The imposition of a double tax upon the income of a trust, viz., a tax, first, on the income of the trust as an entity, and a further tax upon the distributive shares of the beneficiaries, should clearly be warranted under the acts of Congress, and should not have as its basis some remote resemblance to a corporation. If there is doubt, it should be resolved in favor of the taxpayer. Crocker v. Malley, supra, page 233 of 249 U. S., 39 S. Ct. 270; Hecht v. Malley, page 160 of 265 U. S., 44 S. Ct. 462. To warrant a tax as a corporation, we think that not only should the trustees be actively conducting a business chiefly for profit and in the form and manner of directors of a corporation, but where there is doubt, it should not be determined wholly by a resemblance in form, but the nature and purpose of the trust agreement should be considered in determining whether a trust is an association within the intent of Congress. Congress evidently sought to prevent trusts similar to those known as "Massachusetts Trusts," which may be organized for the sole purpose of conducting a business for profit, and have many of the features of a corporation, from avoiding the capital stock tax and corporation income taxes; but we do not think the purpose of Congress in defining a corporation as including associations was to impose a double tax on the income of a trust of limited duration, organized not for the conduct of a business for profit, but to keep the trust res intact in the respective families *196 of the trustees during the period of the trust instrument, the trust property formerly having been owned by the trustees as cotenants, especially when no change in its management results from that when owned as cotenants.

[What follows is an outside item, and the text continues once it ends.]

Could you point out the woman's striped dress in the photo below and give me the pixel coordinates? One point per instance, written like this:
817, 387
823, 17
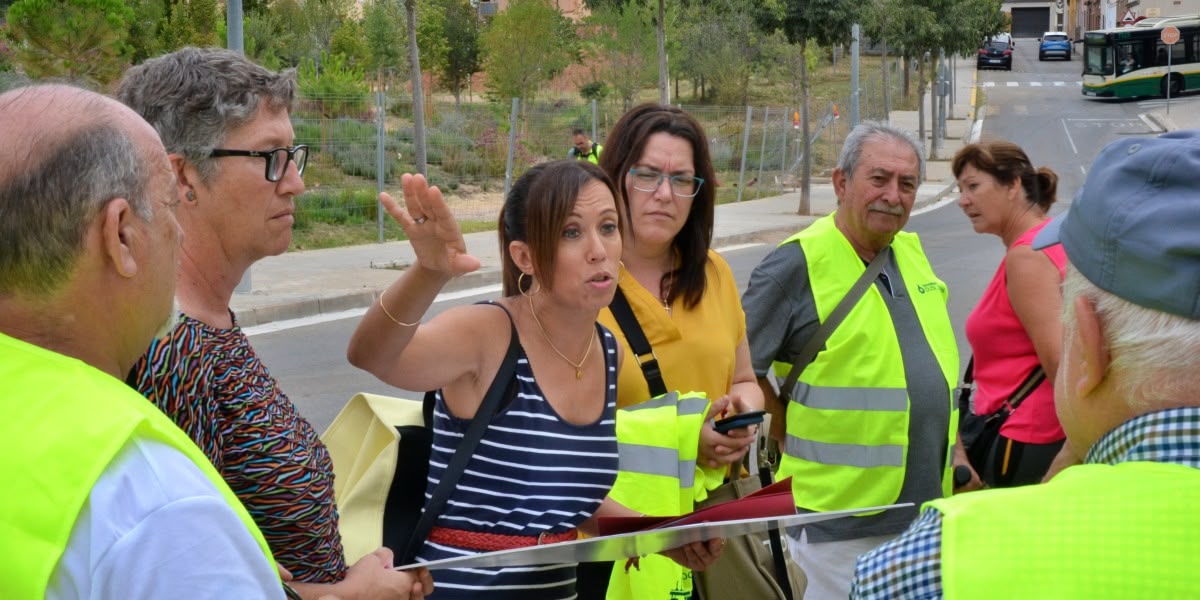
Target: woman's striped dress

There is no evidence in this case that the trustees in their management, even if they had the necessary powers, departed from the purpose for which the trust was organized. The conclusion which the Board drew from the stipulated facts and the uncontradicted evidence that Coleman-Gilbert Associates was an association within the meaning of the Revenue Acts of 1926 and 1928, we think, was error.
The decisions of the Board of Tax Appeals are reversed, and the cases are remanded to that Board for further proceedings not inconsistent with this opinion.